Lu D, Liu J, Campbell M, Guo J Q, Heisterkamp N, Groffen J, Canaani E, Arlinghaus R
Department of Molecular Pathology, University of Texas M.D. Anderson Cancer Center, Houston 77030.
Blood. 1993 Aug 15;82(4):1257-63.
It is well established that the chimeric BCR-ABL gene formed by joining parts of the BCR and ABL genes plays a key role in the pathogenesis of Philadelphia (Ph) chromosome-positive leukemias. We report that simultaneous expression of P210 BCR-ABL and P160 BCR in simian COS-1 cells yielded stable complexes of these two proteins, and induced phosphorylation of P160 BCR on tyrosine residues in vivo. Tyrosine phosphorylation of a deletion mutant encoding 553 amino acids of BCR N-terminal sequences was also detected when it was coexpressed with P210 BCR-ABL. We propose that tyrosine phosphorylation of P160 BCR by P210 BCR-ABL and their stable physical interaction may perturb normal BCR functions and that these alterations are directly involved in the pathologic processes found in Ph chromosome-associated leukemias.

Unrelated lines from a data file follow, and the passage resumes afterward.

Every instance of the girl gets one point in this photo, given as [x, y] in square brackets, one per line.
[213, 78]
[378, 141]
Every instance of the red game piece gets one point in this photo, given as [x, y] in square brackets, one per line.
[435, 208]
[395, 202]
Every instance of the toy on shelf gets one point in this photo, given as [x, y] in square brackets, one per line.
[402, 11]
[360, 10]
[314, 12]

众所周知,由BCR基因和ABL基因部分连接形成的嵌合BCR-ABL基因在费城(Ph)染色体阳性白血病的发病机制中起关键作用。我们报告,在猿猴COS-1细胞中同时表达P210 BCR-ABL和P160 BCR可产生这两种蛋白质的稳定复合物,并在体内诱导P160 BCR酪氨酸残基的磷酸化。当编码BCR N端序列553个氨基酸的缺失突变体与P210 BCR-ABL共表达时,也检测到其酪氨酸磷酸化。我们提出,P210 BCR-ABL对P160 BCR的酪氨酸磷酸化及其稳定的物理相互作用可能会扰乱正常的BCR功能,并且这些改变直接参与了Ph染色体相关白血病中的病理过程。